The National Spherical Torus Experiment-Upgrade team at the Princeton Plasma Physics Laboratory in the US. Photo: PPPL
The $94 million overhaul has made the machine the most powerful spherical tokamak in the world. The upgrade has doubled its heating power and magnetic field strength, lengthened its operation from one second to five seconds and increased its plasma performance by a factor of 10. The improvements create a flexible research platform that will enable some of fusion's most outstanding puzzles to be directly addressed.
"This achievement signifies the completion of an extremely successful challenge, which opens the door to a decade or more of exciting research," said PPPL Director Stewart Prager. "The world will now be watching to see if this experiment can serve to further improve our vision for future reactors."

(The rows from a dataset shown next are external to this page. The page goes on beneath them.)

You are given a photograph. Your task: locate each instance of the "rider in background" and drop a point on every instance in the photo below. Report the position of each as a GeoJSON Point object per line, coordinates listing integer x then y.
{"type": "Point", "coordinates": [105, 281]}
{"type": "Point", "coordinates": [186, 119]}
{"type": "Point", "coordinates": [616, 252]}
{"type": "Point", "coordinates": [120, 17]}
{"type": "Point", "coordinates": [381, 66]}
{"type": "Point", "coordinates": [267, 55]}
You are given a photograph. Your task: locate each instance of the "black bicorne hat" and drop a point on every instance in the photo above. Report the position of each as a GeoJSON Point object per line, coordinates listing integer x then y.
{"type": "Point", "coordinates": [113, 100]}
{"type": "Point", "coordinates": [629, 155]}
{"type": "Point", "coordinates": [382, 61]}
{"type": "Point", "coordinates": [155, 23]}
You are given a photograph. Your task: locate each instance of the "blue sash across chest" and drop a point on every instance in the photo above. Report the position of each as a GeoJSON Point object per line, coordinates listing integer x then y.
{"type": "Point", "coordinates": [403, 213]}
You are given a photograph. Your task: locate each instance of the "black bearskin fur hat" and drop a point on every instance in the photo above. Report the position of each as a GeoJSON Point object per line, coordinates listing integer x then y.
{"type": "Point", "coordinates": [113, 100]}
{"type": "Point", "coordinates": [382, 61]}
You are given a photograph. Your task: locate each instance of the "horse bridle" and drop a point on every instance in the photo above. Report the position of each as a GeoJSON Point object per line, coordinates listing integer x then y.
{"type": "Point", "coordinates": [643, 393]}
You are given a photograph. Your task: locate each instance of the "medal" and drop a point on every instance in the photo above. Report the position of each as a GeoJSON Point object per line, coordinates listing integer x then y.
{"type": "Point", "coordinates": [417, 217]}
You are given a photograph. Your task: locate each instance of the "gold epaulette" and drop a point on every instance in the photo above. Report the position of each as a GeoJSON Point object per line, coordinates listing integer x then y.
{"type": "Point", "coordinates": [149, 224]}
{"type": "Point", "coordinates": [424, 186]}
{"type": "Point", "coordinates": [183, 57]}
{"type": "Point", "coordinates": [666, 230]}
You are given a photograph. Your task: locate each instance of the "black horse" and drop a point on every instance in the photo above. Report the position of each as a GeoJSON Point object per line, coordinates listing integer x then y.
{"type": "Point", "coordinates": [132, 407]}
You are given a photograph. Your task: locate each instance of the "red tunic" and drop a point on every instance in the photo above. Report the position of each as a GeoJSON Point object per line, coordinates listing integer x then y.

The new machine passed stringent tests to reach construction completion. On 11 May 2015, operators produced 40,000 electron-volts from a second neutral beam—a device used to heat the plasma—to demonstrate the first step in doubling the heating power. Then, on 10 August, engineers produced a 100,000-amp plasma—the fuel for fusion reactions. The twin achievements easily met the Key Performance Parameters (KPP) that the project had to satisfy to be completed. "This is not a little spherical torus anymore," said Al von Halle, the head of NSTX-U engineering and operations. "This machine has 10 times the capability of the original NSTX."